I have recently been reading Karen Andreola's, 'A Pocketful of Pinecones' - AGAIN! Honestly, this book is a treasure and I never seem to tire of it. Each time I read it something new strikes me. This time was no different.


While reading this lovely story where Karen has cleverly woven in very practical 'How-To's' in starting and sustaining Nature Study in your homeschooling, I felt my heart yearning for our early days of Nature Study, days that looked very similar to how her character, Carol, did Nature Study with her children. It was so gentle!

I have felt of late that our own Nature Study time has been a bit 'teachy', and little too 'schoolish' - 'lessony' if you will. It seems as though a bit of the joy had left us. I noticed that the girls - not so much Miss V, but more little Miss J, just was not quite engaging in this time anymore. She would almost drag her heels around our nature walk and then try and get done with her journal at the earliest possible moment. Frustrating for a mama!

As I slowly savoured the pages of 'Pocketful of Pinecones', I felt it right and determined in my heart that we are going to get back to the heart of our nature time. Gentle time, relaxed and enjoyable time. Not all time being a lesson!

 In Karen's story, Carol wisely knows when to 'let alone'. Not every wonder brought to her by her children is recorded in their journals. Often her children choose to,  and at least once a week she gently and encouragingly insists on an entry, but there are times when she simply allows her children to discover and share with her. She does take special care to engage in their discovery and is interested and excited with them.

Charlotte Mason shared a concept called 'Masterly Inactivity'. It is a combination of 'letting alone', yet balancing it with an equal weight of guiding authority.

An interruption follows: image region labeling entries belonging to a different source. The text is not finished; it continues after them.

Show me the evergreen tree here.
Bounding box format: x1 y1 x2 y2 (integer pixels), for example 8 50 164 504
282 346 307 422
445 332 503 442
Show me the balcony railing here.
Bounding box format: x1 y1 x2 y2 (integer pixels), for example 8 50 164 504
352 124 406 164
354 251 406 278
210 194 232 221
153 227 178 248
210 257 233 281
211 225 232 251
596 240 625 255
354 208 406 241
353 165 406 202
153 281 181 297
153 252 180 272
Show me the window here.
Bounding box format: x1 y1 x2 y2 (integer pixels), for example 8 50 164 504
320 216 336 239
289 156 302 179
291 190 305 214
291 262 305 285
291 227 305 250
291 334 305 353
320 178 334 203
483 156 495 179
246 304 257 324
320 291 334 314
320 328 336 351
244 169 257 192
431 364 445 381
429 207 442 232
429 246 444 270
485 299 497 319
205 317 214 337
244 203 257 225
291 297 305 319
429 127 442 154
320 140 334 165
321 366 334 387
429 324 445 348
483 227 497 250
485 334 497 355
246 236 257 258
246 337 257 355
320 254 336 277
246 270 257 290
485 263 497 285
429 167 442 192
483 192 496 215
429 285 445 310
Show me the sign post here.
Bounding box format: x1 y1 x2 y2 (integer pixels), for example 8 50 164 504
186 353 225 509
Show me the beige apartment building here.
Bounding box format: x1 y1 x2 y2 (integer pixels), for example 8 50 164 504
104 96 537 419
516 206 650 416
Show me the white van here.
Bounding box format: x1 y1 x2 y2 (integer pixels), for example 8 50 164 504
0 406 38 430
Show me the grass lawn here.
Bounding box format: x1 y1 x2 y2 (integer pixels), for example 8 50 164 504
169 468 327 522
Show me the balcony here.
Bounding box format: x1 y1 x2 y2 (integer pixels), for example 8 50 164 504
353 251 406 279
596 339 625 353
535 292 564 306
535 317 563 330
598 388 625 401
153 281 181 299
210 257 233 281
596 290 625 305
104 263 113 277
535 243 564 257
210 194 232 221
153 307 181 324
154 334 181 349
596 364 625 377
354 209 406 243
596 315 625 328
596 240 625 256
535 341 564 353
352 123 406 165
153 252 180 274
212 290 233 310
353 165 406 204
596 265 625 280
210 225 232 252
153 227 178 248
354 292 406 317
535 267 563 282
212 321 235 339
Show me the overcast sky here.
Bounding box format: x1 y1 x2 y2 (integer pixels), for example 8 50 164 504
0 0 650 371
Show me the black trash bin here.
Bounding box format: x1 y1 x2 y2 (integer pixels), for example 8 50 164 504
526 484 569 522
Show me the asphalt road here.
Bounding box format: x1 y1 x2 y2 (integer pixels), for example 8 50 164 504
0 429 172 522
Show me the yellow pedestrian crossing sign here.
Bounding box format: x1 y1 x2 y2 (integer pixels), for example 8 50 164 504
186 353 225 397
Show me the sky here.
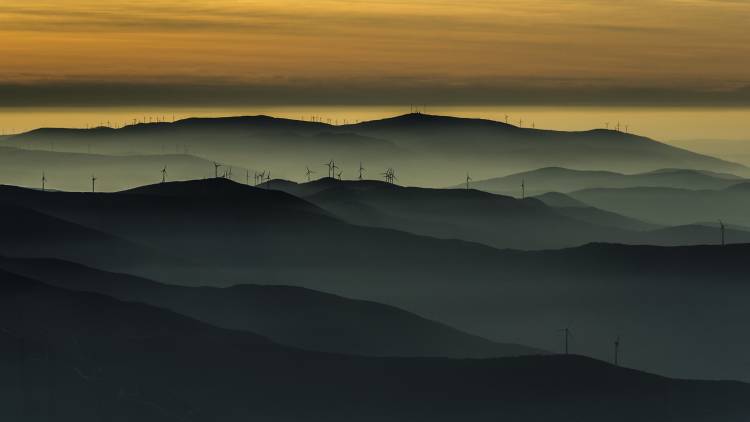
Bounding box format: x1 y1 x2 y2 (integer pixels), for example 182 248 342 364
0 0 750 106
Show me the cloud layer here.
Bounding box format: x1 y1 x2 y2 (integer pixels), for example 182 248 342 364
0 0 750 105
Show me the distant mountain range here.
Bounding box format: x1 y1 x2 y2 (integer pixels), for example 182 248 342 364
569 182 750 226
261 178 750 249
464 167 745 196
0 272 750 422
3 113 747 185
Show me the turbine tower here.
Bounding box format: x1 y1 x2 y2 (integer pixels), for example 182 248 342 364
305 167 315 182
560 327 573 355
614 336 620 366
323 160 333 177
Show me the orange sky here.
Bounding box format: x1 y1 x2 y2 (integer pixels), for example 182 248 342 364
0 0 750 104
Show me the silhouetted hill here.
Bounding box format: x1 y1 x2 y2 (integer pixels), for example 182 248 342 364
472 167 744 196
0 179 512 283
534 192 589 208
0 181 750 379
0 199 169 267
271 178 750 249
4 114 747 185
0 254 543 358
0 273 750 422
0 146 229 192
346 113 744 176
569 183 750 226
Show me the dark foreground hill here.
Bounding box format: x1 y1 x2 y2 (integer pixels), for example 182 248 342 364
0 254 542 358
0 180 750 380
0 272 750 422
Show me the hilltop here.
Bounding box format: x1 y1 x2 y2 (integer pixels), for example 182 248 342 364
3 113 747 186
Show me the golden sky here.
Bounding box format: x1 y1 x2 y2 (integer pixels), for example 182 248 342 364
0 0 750 102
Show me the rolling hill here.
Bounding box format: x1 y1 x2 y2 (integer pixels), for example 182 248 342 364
4 113 747 186
0 179 750 379
261 178 750 250
0 258 545 358
0 147 247 192
569 183 750 226
0 272 750 422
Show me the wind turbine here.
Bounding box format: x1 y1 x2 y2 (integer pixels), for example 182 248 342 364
615 336 620 366
558 327 573 355
258 170 266 184
323 160 333 177
331 160 340 177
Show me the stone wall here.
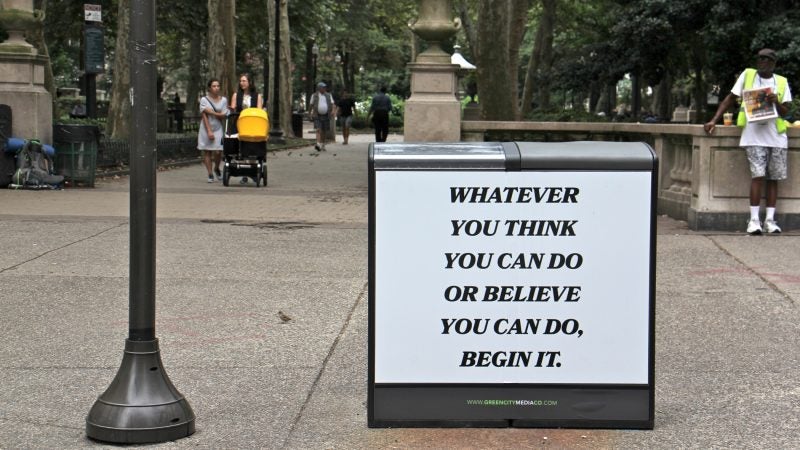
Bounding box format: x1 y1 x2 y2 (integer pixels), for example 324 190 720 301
461 121 800 231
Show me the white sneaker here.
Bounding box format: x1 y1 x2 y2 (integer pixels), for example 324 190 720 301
747 219 761 234
764 219 781 233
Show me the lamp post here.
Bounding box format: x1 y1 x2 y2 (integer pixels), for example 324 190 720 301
86 0 195 444
333 51 344 92
358 66 364 99
311 42 319 86
269 0 286 144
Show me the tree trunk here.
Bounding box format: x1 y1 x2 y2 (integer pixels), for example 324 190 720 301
476 0 517 120
522 0 556 117
106 0 131 140
208 0 238 101
652 70 672 120
264 0 294 137
507 0 530 120
539 0 557 110
184 33 206 116
29 1 58 122
692 45 708 123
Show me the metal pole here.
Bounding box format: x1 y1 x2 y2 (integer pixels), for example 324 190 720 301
129 0 158 341
86 0 195 444
269 0 286 144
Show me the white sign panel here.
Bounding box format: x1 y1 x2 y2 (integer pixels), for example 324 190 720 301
83 4 103 22
375 171 652 384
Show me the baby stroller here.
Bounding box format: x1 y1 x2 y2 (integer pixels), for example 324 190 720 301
222 108 269 187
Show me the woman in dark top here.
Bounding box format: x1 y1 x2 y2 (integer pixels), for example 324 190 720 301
229 73 264 184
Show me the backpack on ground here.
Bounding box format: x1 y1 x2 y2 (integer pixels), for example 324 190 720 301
9 139 64 189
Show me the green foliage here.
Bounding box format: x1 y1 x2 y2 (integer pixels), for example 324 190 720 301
526 109 610 122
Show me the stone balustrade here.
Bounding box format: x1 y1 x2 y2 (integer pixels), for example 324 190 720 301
461 120 800 231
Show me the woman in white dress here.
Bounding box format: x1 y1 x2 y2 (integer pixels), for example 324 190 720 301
197 78 228 183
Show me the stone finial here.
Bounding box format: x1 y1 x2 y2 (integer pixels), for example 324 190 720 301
0 0 42 55
409 0 461 64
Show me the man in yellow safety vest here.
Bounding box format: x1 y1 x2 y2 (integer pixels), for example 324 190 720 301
703 48 792 234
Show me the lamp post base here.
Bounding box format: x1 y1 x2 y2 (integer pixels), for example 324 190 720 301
86 339 195 444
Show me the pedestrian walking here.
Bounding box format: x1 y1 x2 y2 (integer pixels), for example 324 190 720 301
336 89 356 145
703 48 792 234
310 82 336 152
367 86 392 142
197 78 228 183
230 73 264 184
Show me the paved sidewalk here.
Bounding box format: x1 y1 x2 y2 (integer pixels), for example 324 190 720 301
0 135 800 449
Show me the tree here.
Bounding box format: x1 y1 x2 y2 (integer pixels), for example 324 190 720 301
264 0 294 137
521 0 556 116
208 0 238 100
106 0 131 140
475 0 527 120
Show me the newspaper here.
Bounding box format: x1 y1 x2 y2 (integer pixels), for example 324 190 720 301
742 87 778 122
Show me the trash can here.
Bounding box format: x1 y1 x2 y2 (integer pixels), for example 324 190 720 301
53 124 100 187
367 142 658 429
292 113 303 138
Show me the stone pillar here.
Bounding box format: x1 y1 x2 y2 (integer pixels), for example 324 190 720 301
403 0 461 142
0 0 53 144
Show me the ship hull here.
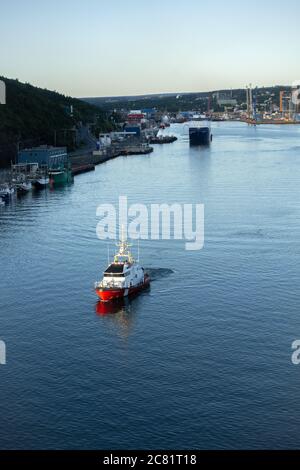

This week I was inspired to give it a go. After sitting in the conservatory with the girls watching all the butterflies, I suggested that perhaps we go on a butterfly hunt {as I shared with you earlier on in the week}. Before they could say anything I offered my camera to Miss J and asked her if she thought she would be able to 'capture' butterflies this way.

She was so excited and the girls immediately went to put on their shoes for our walk. I casually brought along our field guide so that we could identify our finds. During our walk I did plenty of 'letting alone'. No lesson's, no teachy murmurings, I let them find the 'captured' butterflies in the field guide.

We kept up an excited chatter about where we found the butterflies, how tricky they were to catch on camera, how delicate they were etc...

As the sky clouded over we notice that the butterflies seemed to all go into hiding, and we headed off home. 

The next day I asked if anyone wanted to draw some of the butterflies in their journals, I said that if Miss J wanted, we could print out her pictures and she could stick them into her journal instead. 'No, I really want to try and paint one.' She said.

At this point my heart is jumping up and down inside screaming, 'Yes!!!'. But outside I casually sit down next to her and work on my own journal. I have shared the results with you in my last post.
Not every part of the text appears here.